Although the number of active COVID-19 cases in White County has dropped by more than half over the last month, the county was still ninth among the counties in the state Friday afternoon, according to the Arkansas Department of Health figures.
The county was at 857 active cases Jan. 8, and health department numbers showed it at 369 Friday afternoon. The county also has reached 100 COVID-19-related deaths, with 82 of those confirmed.
The total number of cases was at 6,964, with 6,494 recoveries. The number of tests that have been given in the county was 52,993, with 13 percent being positive.
If a spike in cases occurs from Super Bowl watch parties last Sunday, Department of Health Public Information Director Gavin Lesnick said it’s his understanding is that “we will probably see that in the next week or so.”
“It can be about two weeks from the event to show up, so we are watching it,” Lesnick said. “We are hopeful that didn’t happen, that we have been doing this long enough and we saw how dire things got with the hospitalizations around Christmas that that really underscored the importance of following the precautions, and we’re hopeful people heeded that advice during the Super Bowl and will continue to follow it going forward.
“I think everybody would love it here if we don’t see a bump, but we will watch it closely.”
Seeing hospitalizations come down “significantly” has been “welcome news,” Lesnick said.
“That gives us a little bit more flexibility to handle patients,” he said. “I think we had over 1,300 at one point at the peak of things and we are down into the lower 700s now. So, it is substantially lower than it was, but it does come with a warning that we know very well it could go back up.
“We have to follow those precautions to prevent that from happening because if we let our guard down and we aren’t vigilant, we will be right back in that same situation.”
The latest COVID-19 education report from the department shows the Searcy School District on Thursday with 20 active cases, Riverview with 12 and Beebe and Rose Bud with 5 (the cutoff for schools making the list). Harding University has 16 active cases.
Among nursing homes in the county, The Crossing at Riverside in Searcy had 21 active residents cases and three active staff as of Feb. 8 110 actives and The Springs of Searcy had five active residents and seven active staff. The Oakdale Nursing Facility in Judsonia had one active resident and 11 active staff.

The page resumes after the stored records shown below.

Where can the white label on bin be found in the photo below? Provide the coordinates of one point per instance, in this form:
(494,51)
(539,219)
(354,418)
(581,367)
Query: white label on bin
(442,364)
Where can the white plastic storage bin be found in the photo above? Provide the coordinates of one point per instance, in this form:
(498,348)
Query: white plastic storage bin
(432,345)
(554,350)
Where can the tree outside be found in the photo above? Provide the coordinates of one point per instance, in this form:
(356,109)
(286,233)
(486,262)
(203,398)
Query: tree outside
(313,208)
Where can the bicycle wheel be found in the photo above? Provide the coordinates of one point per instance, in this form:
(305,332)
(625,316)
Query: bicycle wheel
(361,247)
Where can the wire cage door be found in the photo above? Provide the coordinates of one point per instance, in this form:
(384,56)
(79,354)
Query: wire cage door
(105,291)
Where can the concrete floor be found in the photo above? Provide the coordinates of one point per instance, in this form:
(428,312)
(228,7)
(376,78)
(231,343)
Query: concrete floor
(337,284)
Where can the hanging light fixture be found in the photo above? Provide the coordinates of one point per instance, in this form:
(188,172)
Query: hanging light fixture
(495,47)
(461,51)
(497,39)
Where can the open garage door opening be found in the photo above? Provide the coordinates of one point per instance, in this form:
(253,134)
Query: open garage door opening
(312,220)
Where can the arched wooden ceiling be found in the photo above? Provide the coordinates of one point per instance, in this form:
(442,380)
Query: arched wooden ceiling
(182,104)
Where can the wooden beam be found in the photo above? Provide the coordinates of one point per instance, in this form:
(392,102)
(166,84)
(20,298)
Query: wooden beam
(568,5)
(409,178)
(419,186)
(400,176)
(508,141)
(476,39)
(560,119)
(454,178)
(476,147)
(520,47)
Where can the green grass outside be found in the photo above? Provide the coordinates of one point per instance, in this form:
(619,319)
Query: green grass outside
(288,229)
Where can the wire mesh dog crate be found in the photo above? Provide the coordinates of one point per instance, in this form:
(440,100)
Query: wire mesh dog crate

Lesnick said it has been a “good sign” that nursing home residents who didn’t want to take a COVID-19 vaccine at first are being more receptive to it.
“I think some people were a little hesitant in the early going and as it it has become more clear that lots of people have gotten these vaccines and they are safe, there are more people willing to do it too, and that’s really good and that’s really important because we know they are good and we know they are effective,” he said. “The more people that get vaccinated, the better we are all.
“The goal was to have at least the first clinic at all of the nursing homes in the state in January, and that did happen. Every nursing home was offered a clinic and they got first doses. The way it works with the contractors is that they make three visits. The first one is for the first doses. The second one is for the second doses for everybody that got the first doses three or four weeks earlier, but then they also offer it again to people that didn’t take it the first time.”
Lesnick said the state also is “still in the thick” of vaccinating “the first two groups of the 1B [phase of vaccine distribution], and specifically the 70-plus population.”
“That is where they are really trying to focus on, getting more of that population vaccinated before moving to the other subgroups in 1B,” he said. “The vaccine continues to be distributed to every county in the state. We are seeing the pharmacies administer it pretty quickly once they have it in hand. It seems to be going pretty well.”
Lesnick said The New York Times has a tracker that has the percent of the population that has been vaccinated, first doses and second doses, and “Arkansas compares pretty favorably with other states.”
“I think things are going well, but, of course, we are looking for anything we can do to make it more efficient overall,” he said. “Above all, we want to see our allocation [of the vaccine] increase because that’s still the rate limiting factor is the amount of vaccine we have.”
The New York Times reported Friday that as of Thursday, the Centers for Disease Control and Prevention said “about 34.7 million people have received at least one dose of a COVID-19 vaccine, including about 11.2 million people who have been fully vaccinated.” The newspaper had Arkansas listed as having 11 percent of the state getting one shot; 3.7 percent getting two shots; 593,775 vaccine doses delivered to Arkansas; 430,803 shots given and 73 percent of doses used.
Lesnick said over the past few weeks, the state’s doses of the Moderna vaccine has gone up a few thousand each week.
“I think this coming week we are going to be at 28,000 and change of Moderna doses,” he said. “Pfizer has been pretty steady at 18,525 for a few weeks. So the expectation is that as production ramps up, those amounts will go up, and if get an additional vaccine authorized – the Johnson and Johnson one is seeking authorization – that would be a whole other flow of vaccine that would come into the state.”
Lesnick said a partnership with the Federal Retail Program, “Walmarts around the state will be giving the vaccines. That will be in addition to those weekly allocations, so that will be a good addition to our vaccine effort.”
Lesnick said whenever it is time to move on to the other groups in 1B and when vaccines advance to the 1C group, “those will be the big announcements, but no determination has been made when that is definitely going to happen.”